I am posting this rather late (i.e. today, instead of last week). This delay was provoked by (among other rather more serious commitments) fulfilling a promise I had made to provide some programme notes for a performance this week of Brahms’ ponderous and lengthy "German Requiem." As that description may suggest, I have never been a fan of Brahms’ Requiem, his longest composition written when he was in his early thirties between 1865 and 1867. George Bernard Shaw remarked "There are some experiences in life which should not be demanded twice from any man, and one of them is listening to the Brahms Requiem." I was not quite of that opinion, but I understood the sentiment.
Or at least I thought I did. One of the interesting things about writing on a topic is, of course, one acquires more than a passing familiarity with it. Having never really bothered with the piece, I was astonished to learn certain facts about the work, most of which I now understand to be elementary. Some were technical, such as the almost promiscuous use of neo-Baroque fugal writing. Others were of a more basic nature. Like the German Requiem is not, in the liturgical sense, a Requiem. Who knew? Well, plenty of folks apparently, but never underestimate one’s own cultural ignorance. There’s just too much damn culture out there to know it all!
Anyway, As I slogged through the score and digested various scholarly articles, I started to acquire a newfound respect for the composition. First off, it’s good music. Better than I had earlier thought. But I also took a much closer look at the text and its context and discovered some interesting things.
Brahms rejected the liturgical (latin) requiem ("Requiem æternam dona eis, domine, &c…) and instead culled through scripture (using Luther’s translation no less) to work up his own material. Brahms was a convinced agnostic (who knew…? Well, plenty of folks apparently, but moving on) and he found the liturgical mass, with its emphasis on begging forgiveness, judgment and redemption, distasteful. Denn alles Fleisch es ist wie Gras (1 Peter 1:24) bellows the choir in the second movement. So really: what’s to forgive?

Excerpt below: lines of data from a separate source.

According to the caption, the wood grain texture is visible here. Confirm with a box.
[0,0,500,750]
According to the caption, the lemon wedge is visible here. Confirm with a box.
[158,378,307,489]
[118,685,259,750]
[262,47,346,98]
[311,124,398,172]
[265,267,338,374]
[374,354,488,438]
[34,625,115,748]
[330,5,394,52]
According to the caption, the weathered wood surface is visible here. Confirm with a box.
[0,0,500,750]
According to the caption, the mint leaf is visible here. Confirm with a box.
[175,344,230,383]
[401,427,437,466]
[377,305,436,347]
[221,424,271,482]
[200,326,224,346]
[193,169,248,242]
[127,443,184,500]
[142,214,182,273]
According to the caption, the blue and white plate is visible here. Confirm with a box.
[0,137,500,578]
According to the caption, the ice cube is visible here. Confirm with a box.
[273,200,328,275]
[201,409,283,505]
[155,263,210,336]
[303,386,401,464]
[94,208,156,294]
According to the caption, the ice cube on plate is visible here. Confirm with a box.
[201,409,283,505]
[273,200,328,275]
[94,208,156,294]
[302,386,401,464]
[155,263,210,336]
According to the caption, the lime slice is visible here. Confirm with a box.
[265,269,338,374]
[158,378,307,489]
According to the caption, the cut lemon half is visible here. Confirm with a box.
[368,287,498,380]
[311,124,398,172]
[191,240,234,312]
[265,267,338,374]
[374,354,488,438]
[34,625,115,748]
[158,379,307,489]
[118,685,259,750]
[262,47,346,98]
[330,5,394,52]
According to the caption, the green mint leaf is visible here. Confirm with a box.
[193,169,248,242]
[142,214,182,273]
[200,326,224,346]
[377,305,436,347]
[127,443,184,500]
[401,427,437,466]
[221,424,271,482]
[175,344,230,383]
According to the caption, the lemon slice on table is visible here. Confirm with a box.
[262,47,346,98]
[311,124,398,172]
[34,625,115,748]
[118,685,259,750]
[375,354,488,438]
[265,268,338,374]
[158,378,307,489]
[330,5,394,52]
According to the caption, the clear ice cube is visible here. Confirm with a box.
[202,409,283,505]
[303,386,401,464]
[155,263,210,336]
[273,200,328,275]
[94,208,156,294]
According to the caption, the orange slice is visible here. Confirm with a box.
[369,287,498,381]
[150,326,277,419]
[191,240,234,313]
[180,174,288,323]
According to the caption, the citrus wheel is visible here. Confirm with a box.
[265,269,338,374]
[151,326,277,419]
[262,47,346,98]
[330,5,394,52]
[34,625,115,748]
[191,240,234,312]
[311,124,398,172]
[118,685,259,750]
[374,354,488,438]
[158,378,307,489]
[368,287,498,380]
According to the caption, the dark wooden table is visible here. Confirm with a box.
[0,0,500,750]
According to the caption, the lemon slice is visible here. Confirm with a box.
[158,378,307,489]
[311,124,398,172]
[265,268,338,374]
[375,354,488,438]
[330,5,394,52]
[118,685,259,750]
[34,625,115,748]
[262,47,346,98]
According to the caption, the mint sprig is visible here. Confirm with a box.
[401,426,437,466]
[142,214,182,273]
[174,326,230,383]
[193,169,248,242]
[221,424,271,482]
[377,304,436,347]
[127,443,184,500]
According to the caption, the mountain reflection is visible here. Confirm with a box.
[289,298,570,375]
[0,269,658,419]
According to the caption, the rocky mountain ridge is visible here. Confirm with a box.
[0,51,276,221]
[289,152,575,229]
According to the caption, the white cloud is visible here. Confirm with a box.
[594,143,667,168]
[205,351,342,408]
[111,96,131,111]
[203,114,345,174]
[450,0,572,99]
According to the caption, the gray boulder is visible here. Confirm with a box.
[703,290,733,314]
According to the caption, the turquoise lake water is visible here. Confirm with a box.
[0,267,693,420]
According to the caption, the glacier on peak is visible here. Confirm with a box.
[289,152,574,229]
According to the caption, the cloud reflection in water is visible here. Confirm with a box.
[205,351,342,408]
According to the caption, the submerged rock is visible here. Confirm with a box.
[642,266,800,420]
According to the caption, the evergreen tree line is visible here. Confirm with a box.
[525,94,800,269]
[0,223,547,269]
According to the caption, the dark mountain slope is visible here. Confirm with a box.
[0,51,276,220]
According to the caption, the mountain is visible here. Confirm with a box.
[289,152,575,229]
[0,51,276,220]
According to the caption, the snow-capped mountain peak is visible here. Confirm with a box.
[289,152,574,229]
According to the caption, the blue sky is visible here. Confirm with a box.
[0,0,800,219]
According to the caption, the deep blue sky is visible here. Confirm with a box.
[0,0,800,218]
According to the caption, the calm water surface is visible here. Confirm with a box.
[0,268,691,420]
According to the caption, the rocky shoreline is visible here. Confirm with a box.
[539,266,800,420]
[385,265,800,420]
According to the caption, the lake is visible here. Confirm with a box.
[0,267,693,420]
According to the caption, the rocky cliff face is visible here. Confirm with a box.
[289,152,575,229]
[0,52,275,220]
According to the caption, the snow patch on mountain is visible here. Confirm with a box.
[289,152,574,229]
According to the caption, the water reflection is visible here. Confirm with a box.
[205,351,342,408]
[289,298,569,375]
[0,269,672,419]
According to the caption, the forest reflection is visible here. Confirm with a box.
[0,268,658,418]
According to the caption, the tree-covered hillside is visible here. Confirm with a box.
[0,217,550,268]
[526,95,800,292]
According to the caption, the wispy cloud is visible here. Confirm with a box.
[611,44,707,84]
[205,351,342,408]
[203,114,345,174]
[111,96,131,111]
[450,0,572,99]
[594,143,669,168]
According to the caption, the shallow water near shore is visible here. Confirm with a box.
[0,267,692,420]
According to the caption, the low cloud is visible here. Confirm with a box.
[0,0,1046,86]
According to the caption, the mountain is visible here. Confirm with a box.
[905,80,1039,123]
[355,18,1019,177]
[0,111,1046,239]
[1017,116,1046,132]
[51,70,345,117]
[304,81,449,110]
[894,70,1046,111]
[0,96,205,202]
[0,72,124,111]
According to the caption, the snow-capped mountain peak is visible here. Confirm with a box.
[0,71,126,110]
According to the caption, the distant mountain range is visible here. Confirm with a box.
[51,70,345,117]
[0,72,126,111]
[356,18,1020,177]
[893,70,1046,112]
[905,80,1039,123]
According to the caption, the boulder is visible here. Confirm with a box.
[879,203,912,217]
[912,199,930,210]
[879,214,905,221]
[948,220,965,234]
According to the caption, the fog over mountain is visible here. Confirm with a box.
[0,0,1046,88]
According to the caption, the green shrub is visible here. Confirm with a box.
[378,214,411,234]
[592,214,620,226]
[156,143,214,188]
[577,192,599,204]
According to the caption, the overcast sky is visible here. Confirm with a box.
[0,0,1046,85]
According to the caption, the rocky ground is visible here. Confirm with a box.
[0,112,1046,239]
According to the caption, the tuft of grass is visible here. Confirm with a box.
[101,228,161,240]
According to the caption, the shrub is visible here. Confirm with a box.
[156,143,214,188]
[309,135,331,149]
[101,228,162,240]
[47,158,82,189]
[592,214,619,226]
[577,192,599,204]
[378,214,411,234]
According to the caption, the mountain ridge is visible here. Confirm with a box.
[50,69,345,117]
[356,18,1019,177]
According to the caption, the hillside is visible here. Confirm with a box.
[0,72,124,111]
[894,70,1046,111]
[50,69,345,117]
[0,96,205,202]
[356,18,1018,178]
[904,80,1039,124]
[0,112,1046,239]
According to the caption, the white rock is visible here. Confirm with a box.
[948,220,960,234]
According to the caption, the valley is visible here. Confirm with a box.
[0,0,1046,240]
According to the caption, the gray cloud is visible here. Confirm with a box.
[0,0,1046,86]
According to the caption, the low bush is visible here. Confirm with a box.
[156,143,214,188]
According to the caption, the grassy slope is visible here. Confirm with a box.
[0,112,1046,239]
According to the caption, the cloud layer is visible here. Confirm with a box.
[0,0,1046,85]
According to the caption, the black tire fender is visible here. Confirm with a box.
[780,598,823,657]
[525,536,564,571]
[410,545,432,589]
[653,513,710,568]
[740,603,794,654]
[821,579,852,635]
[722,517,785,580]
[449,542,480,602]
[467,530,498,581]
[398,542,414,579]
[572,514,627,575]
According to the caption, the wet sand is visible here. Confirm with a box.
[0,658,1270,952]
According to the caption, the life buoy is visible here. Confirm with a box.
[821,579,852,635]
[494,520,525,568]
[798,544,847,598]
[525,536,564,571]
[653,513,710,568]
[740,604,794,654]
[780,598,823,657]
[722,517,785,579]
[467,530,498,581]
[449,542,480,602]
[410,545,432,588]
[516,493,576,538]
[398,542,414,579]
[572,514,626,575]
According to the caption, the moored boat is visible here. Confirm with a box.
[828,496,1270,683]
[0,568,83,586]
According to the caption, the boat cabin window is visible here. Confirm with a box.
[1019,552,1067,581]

Instead, Brahms shifts the emphasis, broadly speaking, from God to man. It might be more precise to say that he shifts it from the Christian God of liturgy to a Deist God, untroubled by theology. Where the former sits in judgment over humanity, the latter is innately part of the human condition. And this is what Brahms’ Requiem is about: remembering the dead and offering comfort to the living. Although it is still a scripturally-grounded work, the sentiment nonetheless reminded me of Feuerbach’s famous borrowing: "homo homini deus est!"
Brahms, in other words, was very much of his time and place. Directly perhaps he was influenced by the ideas of Schopenhauer, in whose aesthetic elaboration music enjoyed a privileged position. More generally, the Zeitgeist of Brahms’ intellectual world was the inheritor to three generations of German aesthetic and philosophical enquiry starting with Kant and Goethe, which had deeply (if entirely inadvertently) destabilised the theological foundations of Christian teaching by asking uncomfortable ontological questions about reason, history, society and man.
I know that sounds like the kind of breezy, overarching, dilettantish commentary one might expect to find in, say, programme notes. But there is nonetheless something remarkable and quite surprisingly vital about the image that all this conveys: a 32-year old budding composer, thumbing through scripture to invent in text and express in music a new sense of the sacred. And all this because he deeply believed that an earlier communion had been lost and was no longer capable of memorialising the dead nor comforting the living. The philosophical discourse of the past can often come across as so much elevated abstraction. It is indeed refreshing to stumble across moments when it becomes unexpectedly real.